Technique key to keeping 6-year-old weightlifter safe
Not much evidence that sport is risky for children, expert says
Rory van Ulft lets out a grunt — or as close to one as she can muster — as she hoists roughly the equivalent of her body weight above her head.
For the past year or so Rory's been lifting weights at Ottawa's JustLift gym, perfecting her technique in the two traditional Olympic weightlifting disciplines: the snatch and the clean and jerk.
She's also just six years old.
"I started doing gymnastics, and then we noticed you could get really hurt from it. So I started doing this to help get stronger," she says, still flushed after her latest workout.
"I like a lot about it. I like how you move and stuff."
Rory is one of dozens of Canadian preteens taking up the sport, which has no official lower age limit in either the Canada or the U.S. During the 2018-19 season, Canada had at least 63 Olympic-style weightlifters between the ages of seven and 13 registered for competition. The U.S had more than 400.
"When she first started, I hated it," says Lindsay Noad, van Ulft's mother. "It was so scary watching [her] lift those heavy, heavy things that I could barely lift.
"Now I look at her and I just think, 'I am so proud of you!' She's really cool and she can do amazing things."
Is it safe?
The idea of a six-year-old taking up weightlifting might make some parents wince, but as long as the right precautions are taken it should be fine, says Dr. Sasha Carsen, a pediatric orthopedic surgeon at the Children's Hospital of Eastern Ontario and an assistant professor of surgery at the University of Ottawa.
Youth weightlifting has been on the radar since at least 1990, when the American Academy of Pediatrics issued a statement urging children to "avoid the practice of weightlifting, power lifting and bodybuilding" until data could show it was safe.
That [gym] culture has to be one where they're listening to the kids.- Dr. Sasha Carsen
Since then, sports medicine experts have increasingly concluded the sport is indeed safe for pre-pubescent children, as long as they're being properly trained.
"There actually isn't much evidence to suggest that it is inherently risky — despite the fact it does kind of feel like it sort of should be," Carsen says.
Carsen says the main concerns are that children might be injured if they lift too much weight without having the right technique — a risk for adult lifters, too — and that overtraining could lead to more "subtle" injuries that impede their development.
That's why he says parents need to find certified trainers who've fostered a gym culture with kids' best interests in mind.
"That culture has to be one where they're listening to the kids," says Carsen. "One where they appreciate that the musculoskeletal health and wellness of an eight-year old is quite a bit different than an 18-year-old."
WATCH: Trainer Greg Chin talks about how to safely introduce a preteen to weightlifting
One injury is 'too many'
For Rory's parents, that person is Greg Chin.
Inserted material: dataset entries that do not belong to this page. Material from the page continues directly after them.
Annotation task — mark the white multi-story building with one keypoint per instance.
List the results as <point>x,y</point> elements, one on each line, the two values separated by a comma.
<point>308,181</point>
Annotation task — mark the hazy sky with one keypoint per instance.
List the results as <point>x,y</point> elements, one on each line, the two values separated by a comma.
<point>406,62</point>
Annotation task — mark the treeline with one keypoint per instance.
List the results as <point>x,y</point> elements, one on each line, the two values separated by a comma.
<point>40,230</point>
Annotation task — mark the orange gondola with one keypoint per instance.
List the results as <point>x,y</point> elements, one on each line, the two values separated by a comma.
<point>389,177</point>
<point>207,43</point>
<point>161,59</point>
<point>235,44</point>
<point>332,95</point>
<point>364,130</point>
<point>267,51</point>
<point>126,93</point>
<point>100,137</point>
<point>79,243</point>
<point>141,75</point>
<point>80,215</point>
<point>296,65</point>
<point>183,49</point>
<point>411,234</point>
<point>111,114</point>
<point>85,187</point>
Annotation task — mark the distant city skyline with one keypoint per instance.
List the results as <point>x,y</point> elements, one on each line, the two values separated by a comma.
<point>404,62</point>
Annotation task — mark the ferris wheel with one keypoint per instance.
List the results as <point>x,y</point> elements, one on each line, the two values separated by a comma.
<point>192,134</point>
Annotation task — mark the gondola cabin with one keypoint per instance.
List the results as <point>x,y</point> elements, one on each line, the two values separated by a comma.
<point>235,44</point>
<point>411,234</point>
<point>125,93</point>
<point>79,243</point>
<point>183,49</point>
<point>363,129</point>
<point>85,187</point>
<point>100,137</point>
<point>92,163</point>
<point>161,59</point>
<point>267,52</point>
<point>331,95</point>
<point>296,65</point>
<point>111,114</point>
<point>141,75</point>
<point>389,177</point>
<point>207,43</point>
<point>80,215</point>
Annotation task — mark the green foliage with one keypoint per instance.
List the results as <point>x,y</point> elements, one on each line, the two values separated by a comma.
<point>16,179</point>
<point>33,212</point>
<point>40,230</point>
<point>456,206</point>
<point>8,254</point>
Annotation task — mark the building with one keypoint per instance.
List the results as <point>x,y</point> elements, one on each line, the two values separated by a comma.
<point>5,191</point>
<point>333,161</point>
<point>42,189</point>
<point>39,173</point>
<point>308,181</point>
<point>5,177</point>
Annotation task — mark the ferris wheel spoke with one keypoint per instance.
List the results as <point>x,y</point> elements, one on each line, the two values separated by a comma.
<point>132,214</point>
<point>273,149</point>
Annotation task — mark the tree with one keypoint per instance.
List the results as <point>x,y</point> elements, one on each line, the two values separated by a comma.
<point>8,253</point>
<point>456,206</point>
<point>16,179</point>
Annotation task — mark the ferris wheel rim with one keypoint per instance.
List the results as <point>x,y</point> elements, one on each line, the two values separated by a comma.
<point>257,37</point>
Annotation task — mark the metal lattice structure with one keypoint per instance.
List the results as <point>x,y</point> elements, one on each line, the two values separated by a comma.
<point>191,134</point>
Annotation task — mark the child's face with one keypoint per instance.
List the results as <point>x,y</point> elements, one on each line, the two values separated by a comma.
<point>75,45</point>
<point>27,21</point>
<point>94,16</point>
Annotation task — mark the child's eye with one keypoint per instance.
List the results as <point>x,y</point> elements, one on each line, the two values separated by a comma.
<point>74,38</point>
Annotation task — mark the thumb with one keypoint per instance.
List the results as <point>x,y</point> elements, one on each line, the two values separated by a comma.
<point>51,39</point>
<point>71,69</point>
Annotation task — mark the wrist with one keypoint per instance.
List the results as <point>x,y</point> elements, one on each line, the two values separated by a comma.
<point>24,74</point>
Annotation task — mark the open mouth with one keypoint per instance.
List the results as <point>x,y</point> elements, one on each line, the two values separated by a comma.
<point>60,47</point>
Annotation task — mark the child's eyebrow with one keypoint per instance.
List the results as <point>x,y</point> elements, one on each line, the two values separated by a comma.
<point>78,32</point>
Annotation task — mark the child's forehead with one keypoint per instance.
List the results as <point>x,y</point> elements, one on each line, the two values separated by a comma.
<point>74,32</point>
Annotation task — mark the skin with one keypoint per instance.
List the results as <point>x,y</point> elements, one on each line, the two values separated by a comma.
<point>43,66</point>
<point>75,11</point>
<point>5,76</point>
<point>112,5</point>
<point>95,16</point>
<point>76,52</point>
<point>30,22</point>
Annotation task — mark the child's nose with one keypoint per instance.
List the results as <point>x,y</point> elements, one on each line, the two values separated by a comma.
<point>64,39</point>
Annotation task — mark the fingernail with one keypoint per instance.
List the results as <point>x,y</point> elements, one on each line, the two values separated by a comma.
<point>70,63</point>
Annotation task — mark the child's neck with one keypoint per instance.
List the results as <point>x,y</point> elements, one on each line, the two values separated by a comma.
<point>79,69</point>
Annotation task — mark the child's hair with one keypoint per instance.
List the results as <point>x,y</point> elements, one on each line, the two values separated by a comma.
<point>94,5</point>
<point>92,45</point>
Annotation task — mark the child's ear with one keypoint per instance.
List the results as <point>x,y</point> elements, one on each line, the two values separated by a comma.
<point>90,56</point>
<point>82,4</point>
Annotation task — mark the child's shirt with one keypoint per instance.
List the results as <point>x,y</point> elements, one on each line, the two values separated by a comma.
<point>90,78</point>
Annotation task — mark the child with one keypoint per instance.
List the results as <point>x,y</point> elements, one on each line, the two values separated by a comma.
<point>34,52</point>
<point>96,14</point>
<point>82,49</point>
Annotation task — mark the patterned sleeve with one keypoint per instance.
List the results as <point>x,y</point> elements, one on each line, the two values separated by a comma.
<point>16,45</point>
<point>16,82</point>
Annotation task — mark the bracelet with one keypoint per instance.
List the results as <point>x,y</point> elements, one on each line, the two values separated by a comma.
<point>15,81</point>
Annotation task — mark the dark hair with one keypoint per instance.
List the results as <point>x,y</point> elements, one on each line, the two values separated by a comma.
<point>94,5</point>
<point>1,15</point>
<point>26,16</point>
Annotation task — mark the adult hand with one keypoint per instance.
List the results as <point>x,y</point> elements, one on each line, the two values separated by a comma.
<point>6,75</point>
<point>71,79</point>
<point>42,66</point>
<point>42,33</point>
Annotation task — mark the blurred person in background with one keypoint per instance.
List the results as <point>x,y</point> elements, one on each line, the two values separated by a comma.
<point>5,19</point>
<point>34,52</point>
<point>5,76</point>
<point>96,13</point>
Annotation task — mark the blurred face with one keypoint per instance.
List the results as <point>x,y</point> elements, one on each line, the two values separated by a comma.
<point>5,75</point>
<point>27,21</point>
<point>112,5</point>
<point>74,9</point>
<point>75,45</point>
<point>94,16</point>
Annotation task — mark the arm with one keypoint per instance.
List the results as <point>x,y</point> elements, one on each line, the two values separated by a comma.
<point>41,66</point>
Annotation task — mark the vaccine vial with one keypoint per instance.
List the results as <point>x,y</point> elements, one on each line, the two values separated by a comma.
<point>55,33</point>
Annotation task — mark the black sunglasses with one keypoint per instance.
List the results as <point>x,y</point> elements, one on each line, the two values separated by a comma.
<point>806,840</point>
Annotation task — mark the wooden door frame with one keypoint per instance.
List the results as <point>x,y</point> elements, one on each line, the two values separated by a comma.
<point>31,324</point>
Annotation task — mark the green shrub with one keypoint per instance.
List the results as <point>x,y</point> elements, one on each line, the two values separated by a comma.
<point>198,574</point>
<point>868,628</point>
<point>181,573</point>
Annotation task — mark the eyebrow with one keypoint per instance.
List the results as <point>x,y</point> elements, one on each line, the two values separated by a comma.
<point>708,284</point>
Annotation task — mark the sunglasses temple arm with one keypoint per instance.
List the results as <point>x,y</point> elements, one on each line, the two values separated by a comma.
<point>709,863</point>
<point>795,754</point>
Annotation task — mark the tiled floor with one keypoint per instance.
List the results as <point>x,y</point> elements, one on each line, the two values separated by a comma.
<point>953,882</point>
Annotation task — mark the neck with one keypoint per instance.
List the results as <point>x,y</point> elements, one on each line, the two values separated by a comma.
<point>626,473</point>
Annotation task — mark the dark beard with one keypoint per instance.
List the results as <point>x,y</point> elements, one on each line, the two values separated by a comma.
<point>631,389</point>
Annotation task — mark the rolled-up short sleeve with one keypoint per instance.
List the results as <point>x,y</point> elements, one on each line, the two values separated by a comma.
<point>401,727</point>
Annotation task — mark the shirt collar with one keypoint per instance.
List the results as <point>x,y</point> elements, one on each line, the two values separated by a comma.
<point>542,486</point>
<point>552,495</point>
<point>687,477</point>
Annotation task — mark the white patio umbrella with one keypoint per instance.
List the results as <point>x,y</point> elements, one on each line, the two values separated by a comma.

"For myself and a lot of other coaches abroad, even one injury in a child is too many," says Chin, who opened JustLift Gym seven years ago, and has coached weightlifters at the national and international level.
"So for a child Rory's age, we never load her with what we would consider to be maximum weights."
Chin has been making sure Rory's training regime — and the regime followed by his three other youth weightlifters — is focused primarily on achieving proper technique.
On Mondays, Rory practises the snatch, in which a lifter hikes a barbell over their head in one clean motion. Tuesdays are for work on the clean and jerk, a two-stage lift from the floor to the shoulder area and then above the head.
There are also footwork drills, rope climbs, jumps and other exercises designed to give Rory a broad "foundation," Chin says — one that will keep her strong and healthy while also making her a better weightlifter.
Off to championships
All that training appears to be paying off: this summer, Rory headed to California for the U.S. National Youth Championships, competing in the 13-and-under girls' category.
She finished eighth out of 13 kids, despite being the youngest competitor by two years — and the smallest by nearly 10 kilograms.
"She was a superstar there. Nothing fazed her," says Noad. "Everybody was just incredibly amazed by this little kid and what she could do."
Her parents say they've spoken with both a general practitioner and a sports medicine pediatrician about their daughter's training. They're convinced of two things: that the forces Rory's limbs and joints experience when she lifts weights are less than what she'd experience in many other sports, and that her coaches are looking out for her best interests.
WATCH: Rory van Ulft, 6, works on her weightlifting technique
There's also the fact, her mother says, that she's sharing the floor with other women weightlifters who are already serving as Rory's role models.
"They're so strong, and they are here to make themselves strong, and to show that they can do whatever anybody else can do. And they are so good to Rory," says Noad.
"It's given her so much confidence, and she's got so much poise. And I'm not afraid of it anymore. Now I just think, wow, why didn't we do this sooner?"